Figure 4. Three ROC curve examples. perfect discrimination (area under the curve [AUC] = 1), adequate discrimination (AUC = 0.8) and discriminating ability similar to chance (AUC = 0.5). Show/hide
Ideally, we should calculate the confidence interval of the AUC and verify that it does not include 0.5, as in this case the difference would not be statistically significant and the test would not perform better than chance in its discriminating ability. Alternatively, we could perform hypothesis testing by means of the Mann-Whitney U test, which would give us the corresponding p value. The disadvantage of this approach is that these methods are mathematically complex and are not widely available in standard statistical software.6
The AUC can also be used to compare the performance of two diagnostic tests.7 In these cases, we compare both the curves and their corresponding AUCs. The curve with the larger AUC corresponds to the higher diagnostic yield. Thus, the correct approach is to calculate the 95% confidence intervals 95% and check whether the areas overlap (in which case the yield of both tests would be similar) or whether one is larger than the other (indicating which of the tests is more powerful). Comparing the curves may be difficult sometimes, so there are mathematical methods to carry out statistical comparisons and determine whether there is a significant difference between the two curves.8-9
In any case, regardless of the difference in the AUC of two diagnostic tests, the shape of the curves can also give us interesting information. Figure 5 shows the superimposed ROC curves of two diagnostic tests, A and B. Although B has a larger AUC and could be considered a more powerful diagnostic test than A, we can see that when we take very low Sen values, test A has a higher Spe than test B. Thus, if we are interested in maximizing both Sen and Spe, we will choose test B, but if what we are really interested in is having a high Spe, we may want to consider using test A.
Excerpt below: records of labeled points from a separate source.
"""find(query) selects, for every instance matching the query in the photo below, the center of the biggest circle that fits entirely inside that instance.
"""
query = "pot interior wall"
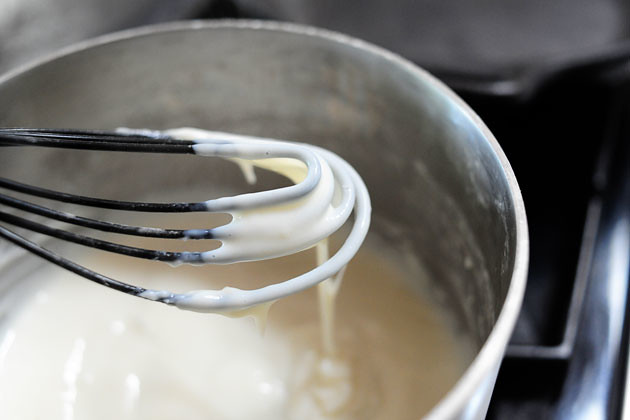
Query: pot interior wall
(437, 188)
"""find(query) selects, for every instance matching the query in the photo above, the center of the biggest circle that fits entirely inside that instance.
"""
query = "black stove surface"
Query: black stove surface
(569, 144)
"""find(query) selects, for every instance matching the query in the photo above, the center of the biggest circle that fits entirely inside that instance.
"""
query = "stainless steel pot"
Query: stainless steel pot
(439, 182)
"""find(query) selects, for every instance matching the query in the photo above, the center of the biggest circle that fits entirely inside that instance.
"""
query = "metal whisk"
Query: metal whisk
(265, 224)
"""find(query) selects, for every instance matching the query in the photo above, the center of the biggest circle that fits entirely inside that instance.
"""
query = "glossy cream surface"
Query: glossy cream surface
(74, 350)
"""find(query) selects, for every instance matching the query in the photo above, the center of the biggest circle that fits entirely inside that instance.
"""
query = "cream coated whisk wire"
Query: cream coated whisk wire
(326, 192)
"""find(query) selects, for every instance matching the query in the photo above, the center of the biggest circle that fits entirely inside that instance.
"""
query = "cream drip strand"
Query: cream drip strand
(277, 222)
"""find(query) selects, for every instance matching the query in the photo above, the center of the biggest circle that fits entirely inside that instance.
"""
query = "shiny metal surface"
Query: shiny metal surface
(440, 185)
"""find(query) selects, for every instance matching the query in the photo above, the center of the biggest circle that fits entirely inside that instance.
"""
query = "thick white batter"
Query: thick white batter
(80, 351)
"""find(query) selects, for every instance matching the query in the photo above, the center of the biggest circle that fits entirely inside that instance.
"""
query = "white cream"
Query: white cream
(74, 350)
(274, 223)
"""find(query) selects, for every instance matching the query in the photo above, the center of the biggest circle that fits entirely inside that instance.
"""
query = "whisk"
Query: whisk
(266, 224)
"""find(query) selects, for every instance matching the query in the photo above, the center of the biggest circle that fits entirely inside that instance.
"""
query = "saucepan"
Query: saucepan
(439, 182)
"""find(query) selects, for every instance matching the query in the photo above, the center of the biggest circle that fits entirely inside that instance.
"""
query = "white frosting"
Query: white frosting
(275, 223)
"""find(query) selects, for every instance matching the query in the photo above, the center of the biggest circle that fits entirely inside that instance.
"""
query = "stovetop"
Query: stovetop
(569, 145)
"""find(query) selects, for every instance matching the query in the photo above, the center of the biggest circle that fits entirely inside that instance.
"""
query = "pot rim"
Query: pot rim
(487, 360)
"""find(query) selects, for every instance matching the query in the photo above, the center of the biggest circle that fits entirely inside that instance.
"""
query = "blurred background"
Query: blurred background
(552, 81)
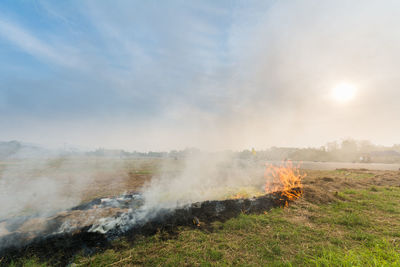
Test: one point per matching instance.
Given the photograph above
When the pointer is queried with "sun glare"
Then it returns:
(343, 92)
Figure 5. Comparison of the curves of two diagnostic tests. test b is more powerful (larger area under the curve), but we can see that test a is more specific for lower sensitivity values. Show/hide
To conclude, we would also like to note that ROC curves can be used not only to assess diagnostic tests, but also to compare the ability of a logistic regression model to discriminate between two groups, cases and non-cases.10 Similar to what we discussed in relation to diagnostic tests, an AUC of 1 would denote that the model offers perfect discrimination. The smaller the AUC, the smaller the discriminating ability, until reaching an AUC of 0.5, at which point the discriminating ability of the model would be the same as that of chance.